Univ. de Lausanne, Faculté des Lettres Section de langues slaves, Option linguistique Année 2006-2007, Prof. Patrick SERIOT Séminaire de licence / Bachelor-3 |
(automne 2007, le mardi de 15 h à 17 h, salle 5093)
Языковое строительство в СССР, 1917-1933. Теории и действительность. / L’édification linguistique en URSS : l’imaginaire et le choc du réel
Prof. Patrick Sériot, avec la participation d’Elena Simonato, Ekaterina Velmezova, et Tatjana Zarubina
18 décembre 2007 : Возможен ли карельский язык?
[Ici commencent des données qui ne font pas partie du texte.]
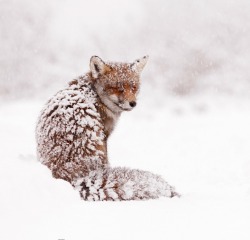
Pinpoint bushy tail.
[72,167,180,201]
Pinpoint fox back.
[36,56,148,182]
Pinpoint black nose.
[129,101,136,107]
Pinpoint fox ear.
[89,56,109,78]
[131,55,148,74]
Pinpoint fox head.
[90,56,148,113]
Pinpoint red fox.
[36,56,178,201]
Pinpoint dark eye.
[118,88,124,93]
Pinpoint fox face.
[90,56,148,113]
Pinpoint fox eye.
[118,88,124,93]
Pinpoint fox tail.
[72,167,180,201]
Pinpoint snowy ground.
[0,97,250,240]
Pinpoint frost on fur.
[36,56,177,200]
[73,167,178,201]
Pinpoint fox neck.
[96,98,121,137]
[90,85,121,138]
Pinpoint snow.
[0,97,250,240]
[0,0,250,240]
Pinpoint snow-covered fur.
[36,56,178,200]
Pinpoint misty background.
[0,0,250,104]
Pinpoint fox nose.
[129,101,136,107]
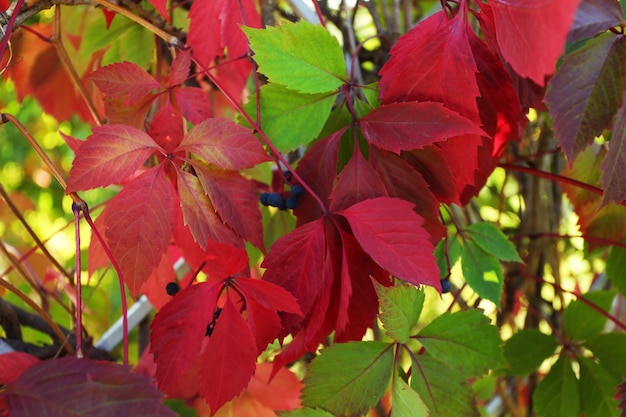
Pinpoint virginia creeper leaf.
[337,197,441,290]
[359,102,485,154]
[545,33,626,161]
[177,166,240,249]
[178,118,269,171]
[563,291,615,340]
[243,20,346,93]
[87,62,161,105]
[461,240,504,306]
[465,222,522,262]
[244,84,336,152]
[417,310,506,377]
[380,11,480,123]
[104,167,176,295]
[67,125,159,192]
[583,332,626,378]
[374,282,425,343]
[329,149,387,211]
[302,342,394,416]
[199,293,257,414]
[411,354,480,417]
[0,352,39,385]
[567,0,622,42]
[369,147,445,244]
[504,329,559,375]
[578,357,621,417]
[600,93,626,205]
[489,0,580,85]
[605,246,626,295]
[193,163,265,249]
[533,355,581,417]
[391,377,432,417]
[0,356,175,417]
[150,282,220,393]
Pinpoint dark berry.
[165,282,180,296]
[291,185,304,200]
[267,193,283,207]
[285,196,298,210]
[259,193,271,206]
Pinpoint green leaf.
[435,238,461,279]
[465,222,523,262]
[504,329,559,375]
[243,20,346,93]
[461,240,504,306]
[244,84,335,152]
[391,377,431,417]
[583,333,626,378]
[411,354,479,417]
[278,407,334,417]
[606,246,626,295]
[563,291,615,340]
[372,281,425,343]
[578,357,621,417]
[302,342,394,416]
[417,310,506,378]
[533,356,580,417]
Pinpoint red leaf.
[86,62,161,105]
[178,118,269,171]
[380,11,480,123]
[66,125,159,192]
[235,277,302,315]
[176,169,241,249]
[199,292,257,414]
[337,197,441,291]
[168,50,191,87]
[330,149,387,211]
[294,128,346,225]
[261,219,327,320]
[148,0,170,22]
[0,352,39,385]
[489,0,581,85]
[193,163,265,250]
[600,91,626,206]
[359,102,485,154]
[172,87,211,124]
[370,148,445,245]
[104,167,176,295]
[0,356,175,417]
[150,282,222,393]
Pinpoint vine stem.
[72,203,84,358]
[194,60,328,214]
[0,0,24,57]
[0,268,74,355]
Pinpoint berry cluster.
[259,185,304,210]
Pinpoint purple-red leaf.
[600,93,626,207]
[104,166,176,295]
[546,33,626,162]
[337,197,441,290]
[489,0,580,85]
[66,125,159,192]
[0,356,175,417]
[567,0,623,42]
[199,292,257,415]
[359,102,485,154]
[178,119,269,171]
[380,12,480,123]
[87,62,161,105]
[150,282,221,393]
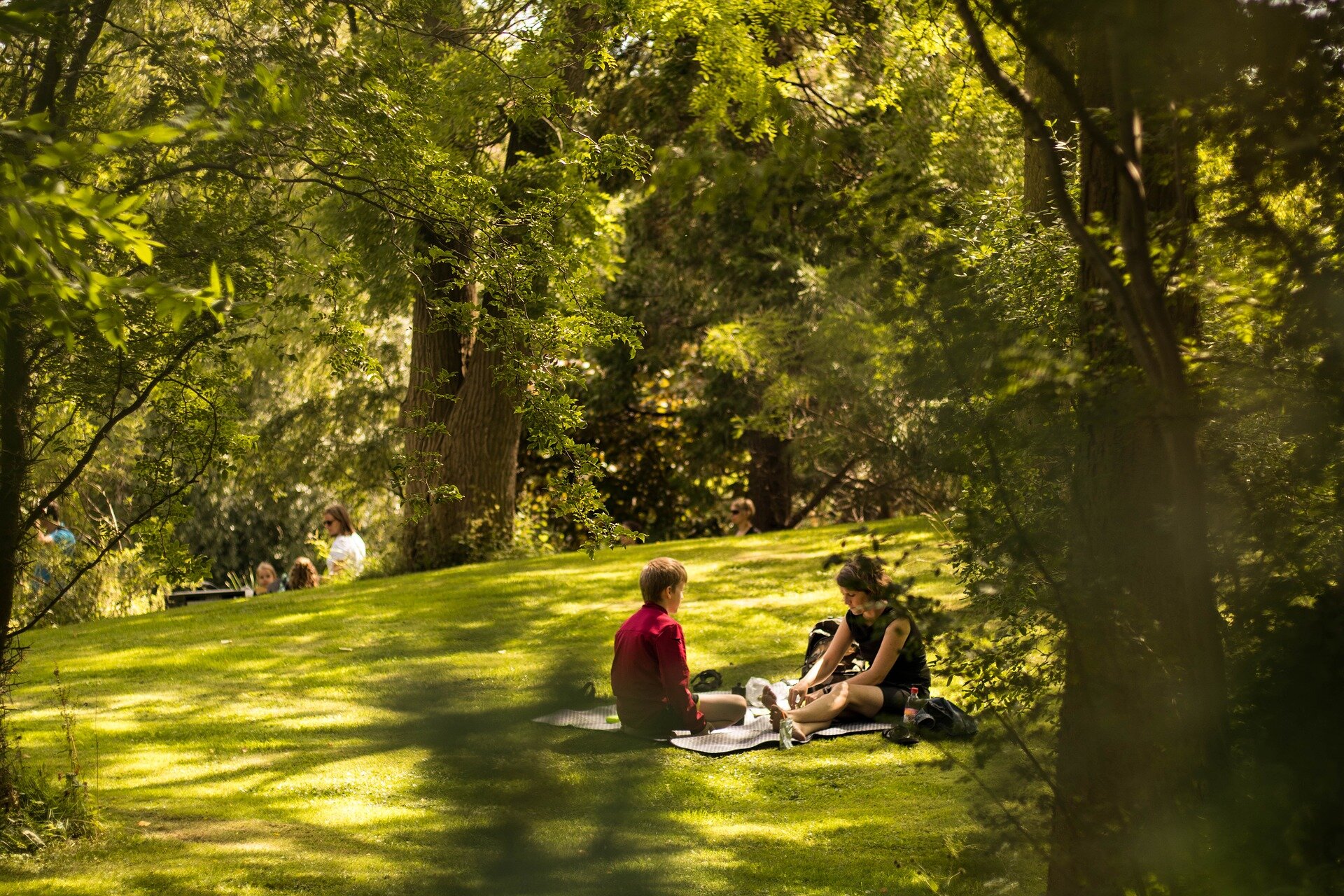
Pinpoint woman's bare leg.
[761,681,882,740]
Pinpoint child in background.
[257,560,285,594]
[612,557,748,738]
[289,557,321,591]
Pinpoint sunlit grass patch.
[0,520,1040,896]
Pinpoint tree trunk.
[743,430,793,532]
[1047,29,1226,896]
[402,227,472,570]
[0,315,29,652]
[1023,36,1077,219]
[403,121,550,570]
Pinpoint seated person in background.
[32,501,76,587]
[761,555,932,747]
[612,557,748,738]
[289,557,321,591]
[323,504,364,575]
[257,560,285,594]
[729,498,761,535]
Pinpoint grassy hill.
[0,520,1042,896]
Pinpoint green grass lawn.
[0,520,1042,896]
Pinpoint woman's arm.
[789,620,853,705]
[849,620,910,685]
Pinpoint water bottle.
[886,687,926,747]
[746,678,770,706]
[900,687,923,738]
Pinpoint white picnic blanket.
[532,690,891,756]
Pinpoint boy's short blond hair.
[640,557,687,603]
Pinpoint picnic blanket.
[532,690,891,756]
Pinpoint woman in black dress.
[762,555,930,746]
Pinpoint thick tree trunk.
[0,309,29,647]
[402,122,548,570]
[743,431,793,532]
[402,227,472,570]
[1047,29,1224,896]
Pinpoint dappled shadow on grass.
[382,669,690,896]
[0,529,1037,896]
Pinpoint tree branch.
[954,0,1164,384]
[19,323,218,531]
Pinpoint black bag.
[799,617,867,681]
[916,697,980,738]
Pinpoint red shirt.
[612,603,706,734]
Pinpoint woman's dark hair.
[836,554,891,601]
[323,504,355,535]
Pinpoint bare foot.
[761,688,783,731]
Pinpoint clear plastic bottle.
[746,678,770,706]
[883,687,927,747]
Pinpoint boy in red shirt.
[612,557,748,738]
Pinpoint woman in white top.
[323,504,364,575]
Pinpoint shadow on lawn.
[391,672,690,896]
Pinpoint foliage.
[0,669,101,855]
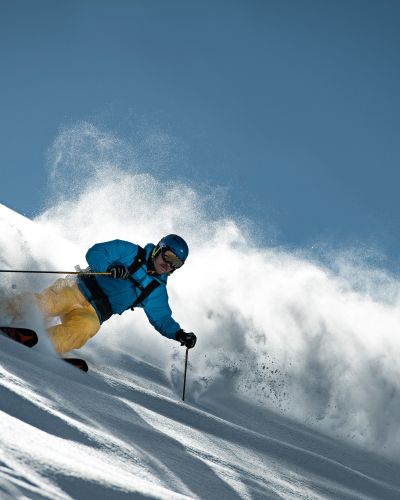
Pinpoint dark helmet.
[152,234,189,267]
Compte-rendu par Arnaud Nicod
La Carélie est une région située à cheval sur la frontière actuelle entre la Finlande et la Russie. Du fait de son statut de zone tampon entre le royaume de Suède et l’Empire russe tout d’abord, puis entre la Finlande et l’URSS à partir du XXe siècle, elle a été l’objet de revendications incessantes au cours de son histoire, partagée qu’elle a toujours été entre deux sphères culturelles importantes.
De nombreuses langues y sont parlées, dont le carélien, qui se subdivise lui-même en plusieurs dialectes (trois ensembles dialectaux). Langue non indo-européenne, appartenant au groupe finno-ougrien, le carélien a souffert de sa parenté avec le finnois. S’il n’est qu’un dialecte du finnois, il rentre par conséquent dans la sphère d’influence culturelle de la Finlande ; s’il constitue au contraire une langue à part, aussi proche du finnois que l’italien l’est du français, on peut alors parler d’une nation carélienne ayant droit à l’autodétermination et pouvant donc former une république de l’Union soviétique.
On voit déjà, au travers de cette problématique du statut de la langue carélienne, l’instrumentalisation que pourront chercher à en faire les acteurs politiques des Etats concernés.
Et en effet, dès 1918 et le début de la politique d’édification linguistique, les communistes finlandais, réfugiés en Russie après leur défaite lors de la guerre civile dans leur pays, parvinrent à convaincre les autorités soviétiques d’introduire le finnois standard comme langue de l’administration publique, de l’éducation et de la culture. Cette démarche ne tenait absolument pas compte des idiomes locaux, qui différaient notablement du finnois standard. Mais la finnisation de la société carélienne alla son train et fut chose accomplie vers le milieu des années trente.
Toutefois, la question des nationalités devenant de plus en plus brûlante et pour tuer dans l’œuf les nationalismes, l’Etat stalinien entama une vaste politique de russification. Ainsi, pour mieux consolider les territoires finno-carélophones de la Russie du Nord, il fut décidé, sous l’impulsion de Dmitri Bubrikh, spécialiste des langues finno-ougriennes, que les Caréliens étaient, selon la triade langue-territoire-nationalité, un peuple à part entière, possédant sa langue propre, le carélien. On assista alors, dès 1938, à la progressive définnisation des institutions, le finnois étant considéré comme une « langue fasciste », et à une tentative d’instaurer un carélien littéraire transcrit par le cyrillique. Bubrikh, chargé d’écrire une grammaire du carélien, prit comme base cette fois-ci (il avait composé une grammaire peu auparavant, à partir du carélien du Nord) les dialectes du Sud, plus éloignés du finnois. Ces dialectes, moins codifiés et donc plus malléables, permirent l’introduction de nombreux mots russes « carélisés ». Mais cette nouvelle langue normalisée avait été faite si rapidement et de façon si arbitraire qu’elle était pratiquement incompréhensible pour les Caréliens eux-mêmes…
Pendant la Deuxième Guerre mondiale, suite à l’occupation de la région par les Finlandais, cette posture fut abandonnée et le finnois fut réintroduit comme langue officielle. Le carélien était redevenu un simple dialecte du finnois. Cette situation fut conservée après la guerre, sans toutefois parvenir à retrouver le niveau de 1938. Tous les ouvrages en finnois avaient en effet été détruits durant la définnisation.
Aujourd’hui, le carélien n’a toujours pas de langue littéraire, bien que, selon la terminologie russe officielle, les Caréliens constituent bien une nation. Les enjeux politiques de la région ont en majeure partie décidé de son destin linguistique. Et même si, depuis la déclaration d’autonomie de la république de Carélie en 1990, le carélien fait partie des langues officielles, le nombre très réduit de locuteurs ne permet guère d’augurer rien de bon quant à son éventuel développement ultérieur.